Jovens estudantes do curso de medicina da Universidade Privada de Angola (UPRA), que se estrearam recentemente na investigação científica por meio de pesquisas que buscaram alcançar objectivos diferentes em volta de doenças infeccciosas, encontraram resultados que convergem e apontam para uma considerável taxa de prevalência da Hepatite B no seio das comunidades
As pesquisas foram feitas por três grupos de estudantes aspirantes a médicos. O primeiro grupo buscou descrever a prevalência da Hepatite B nos estudantes de Medicina da UPRA; o segundo caracterizou a epidemiologia de doenças infecciosas em doadores de sangue do Hospital Geral de Luanda, no período de Janeiro a Dezembro de 2021; e a cargo do terceiro ficou a incumbência de avaliar a epidemiologia das doenças infecciosas na população atendida pelo laboratório da clínica Mediag, de Janeiro de 2022 a Dezembro de 2023.

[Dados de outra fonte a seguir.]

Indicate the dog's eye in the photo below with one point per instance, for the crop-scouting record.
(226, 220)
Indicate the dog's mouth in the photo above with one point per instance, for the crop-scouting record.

Estes estudantes, que se propuseram a embarcar no mundo da pesquisa, buscaram alcançar objectivos diferentes, mas o que eles não sabiam é que seriam levados a um dado comum: nas três pesquisas se pôde constatar que a Hepatite B foi a variável mais prevalecente nos registos desses centros clínicos nos períodos analisados.
Denise Nunes, Mardoquel Luemba e Angélica Zediwa foram os estudantes que realizaram a primeira pesquisa. Esta teve uma amostra de 100 estudantes, sendo que foi dividida entre o ciclo básico, isto é, estudantes do primeiro ao segundo ano, e o ciclo clínico, que compreende os do terceiro ao sexto ano.
Itens como a faixa etária, vacinação, número de doses, vida sexual, uso de preservativo foram aferidos no seio dos estudantes de Medicina da UPRA.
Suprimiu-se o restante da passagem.